Rep. William Straus of Mattapoisett said his first priority this session is developing a revenue package with money dedicated for transportation along with a list of spending priorities for the future. He said lawmakers don’t like to increase taxes, so the revenue option chosen will be “the one people hate the least.”

“For me,” he said, “it’s hard to see the kind of revenue in the kinds of numbers we’re talking – hundreds of millions of dollars – that isn’t built at least as a core component of a gas tax change.” He said raising the gas tax is efficient and relatively straightforward, with each penny increase in the tax raising $35 million a year.

Sen. Joseph Boncore of Winthrop offered up an almost direct response to the governor, who said last week that “I don’t believe that raising taxes is the answer to this problem at this point in time. I think the answer is to pursue the strategies that we’ve proposed, which as I said is the largest investment the Commonwealth has made in any five-year period outside of the Big Dig.”

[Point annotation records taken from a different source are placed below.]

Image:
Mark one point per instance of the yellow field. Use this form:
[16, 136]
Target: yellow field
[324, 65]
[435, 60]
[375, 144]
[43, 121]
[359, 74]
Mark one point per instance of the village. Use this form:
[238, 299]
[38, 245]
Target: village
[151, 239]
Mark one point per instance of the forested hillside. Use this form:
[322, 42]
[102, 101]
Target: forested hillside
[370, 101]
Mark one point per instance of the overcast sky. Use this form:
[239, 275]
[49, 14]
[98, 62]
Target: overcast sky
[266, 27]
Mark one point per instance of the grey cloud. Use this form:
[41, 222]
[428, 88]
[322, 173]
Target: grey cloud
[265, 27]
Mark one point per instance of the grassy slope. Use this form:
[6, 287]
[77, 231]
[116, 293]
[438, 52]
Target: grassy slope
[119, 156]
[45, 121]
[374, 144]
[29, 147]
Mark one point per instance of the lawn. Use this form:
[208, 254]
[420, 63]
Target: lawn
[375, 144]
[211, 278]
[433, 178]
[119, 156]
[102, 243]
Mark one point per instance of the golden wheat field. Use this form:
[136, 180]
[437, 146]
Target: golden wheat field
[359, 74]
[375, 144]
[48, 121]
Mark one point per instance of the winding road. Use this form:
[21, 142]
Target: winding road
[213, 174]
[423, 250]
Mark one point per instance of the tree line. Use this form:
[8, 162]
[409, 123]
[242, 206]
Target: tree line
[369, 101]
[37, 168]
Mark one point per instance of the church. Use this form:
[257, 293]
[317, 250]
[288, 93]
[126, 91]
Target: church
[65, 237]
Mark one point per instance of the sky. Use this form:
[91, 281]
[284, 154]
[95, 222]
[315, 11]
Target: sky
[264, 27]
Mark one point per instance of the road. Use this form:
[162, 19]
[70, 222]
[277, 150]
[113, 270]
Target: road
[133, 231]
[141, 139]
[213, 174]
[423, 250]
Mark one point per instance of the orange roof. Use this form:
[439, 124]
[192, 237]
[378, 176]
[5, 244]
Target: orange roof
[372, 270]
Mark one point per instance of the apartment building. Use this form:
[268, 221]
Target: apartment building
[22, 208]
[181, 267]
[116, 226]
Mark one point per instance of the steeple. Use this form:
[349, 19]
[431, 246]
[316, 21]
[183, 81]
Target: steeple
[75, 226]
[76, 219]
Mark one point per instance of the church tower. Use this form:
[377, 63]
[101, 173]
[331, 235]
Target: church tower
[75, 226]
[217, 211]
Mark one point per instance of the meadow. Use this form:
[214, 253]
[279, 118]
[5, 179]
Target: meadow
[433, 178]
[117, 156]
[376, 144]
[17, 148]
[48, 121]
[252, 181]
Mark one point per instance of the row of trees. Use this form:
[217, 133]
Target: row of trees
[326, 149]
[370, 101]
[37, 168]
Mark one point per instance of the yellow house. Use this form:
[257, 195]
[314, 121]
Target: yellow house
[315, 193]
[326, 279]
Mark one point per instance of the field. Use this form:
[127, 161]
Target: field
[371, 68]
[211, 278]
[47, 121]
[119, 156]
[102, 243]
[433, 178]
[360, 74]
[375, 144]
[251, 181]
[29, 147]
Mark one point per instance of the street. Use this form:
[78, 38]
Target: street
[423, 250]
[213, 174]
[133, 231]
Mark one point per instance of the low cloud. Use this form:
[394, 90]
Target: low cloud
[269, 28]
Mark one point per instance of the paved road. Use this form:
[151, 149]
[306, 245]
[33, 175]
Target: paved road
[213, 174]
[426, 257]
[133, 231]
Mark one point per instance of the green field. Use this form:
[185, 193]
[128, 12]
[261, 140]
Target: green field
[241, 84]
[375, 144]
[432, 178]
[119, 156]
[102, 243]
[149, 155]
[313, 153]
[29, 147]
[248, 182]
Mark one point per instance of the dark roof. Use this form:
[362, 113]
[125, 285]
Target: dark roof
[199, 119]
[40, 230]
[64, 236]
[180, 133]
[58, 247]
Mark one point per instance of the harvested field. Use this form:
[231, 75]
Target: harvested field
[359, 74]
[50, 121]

“I think money is the answer,” said Boncore, who called the 3 cent increase in the gas tax approved in 2013 insufficient. The Legislature in 2013 also indexed the gas tax, allowing it to rise with inflation, but that part of the law was repealed as part of a referendum campaign backed by Baker.

Boncore said the state needed to be bolder in 2013. “We’re seeing a system now that’s failing because of a lack of investment back then. So I think it’s crucial and incumbent on us to make the investment now,” he said.

The senator also said the Legislature cannot go with just the most palatable revenue option. “I hope there’s more than one answer here,” he said.  “We need a multipronged approach.”

Boncore said everything is on the table, including new taxes, user fees, new tolls, and congestion tolling.  “Our roads are a public use in the Commonwealth. They’re well underpriced, creating a shortage in them. And simple economics says when there’s a shortage of a good we run out of it and that’s clearly what’s happened. We’ve run out of road,” he said. “By pricing our roads accordingly we can use our roads more efficiently.”

The governor has said additional revenue isn’t needed for the MBTA because the transit authority will have a hard time spending the $8 billion in capital funds he has set aside. Straus doesn’t buy that argument. “If that’s a way of saying I need more staff resources, tell us that,” the representative said.

Straus noted the Baker administration has disclosed in government filings that state spending on roads and bridges is not sufficient to keep them in a state of good repair. If that’s the case, he said, the Baker administration by its own admission needs to spend more.

The governor is even getting pushback from his own appointees to the MBTA Fiscal and Management Control Board. The control board recently approved a fare increase that will take effect July 1, and two of the five members called on the Legislature to increase the cost of other modes of travel (by raising the gas tax, imposing new tolls, or assessing higher fees on ride-hailing apps) to generate additional revenue and incentivize people to use the T. The full board is now trying to craft a joint policy statement on the need for additional money.

“The transportation system in this Commonwealth is in a pretty bad state of disrepair,” Boncore said.

“Probably the best you can say is the system functions, but clearly it doesn’t function well,” said Straus, who pointed out that his personal commute to Beacon Hill from Mattapoisett has increased from 75 minutes in the 1990s to more than two hours today. “It’s nearly doubled and some days it is doubled. I see that and everyone out there who comes into the city for work or recreation, whatever, sees those issues. It’s not just the time. It’s more and more of each day is crowded with the traffic jams coming in and going out.”

Straus said the public is demanding action. “I have been amazed over the last couple of years at how patient and tolerant the public has been about this problem,” he said. “We just have to address it this session.”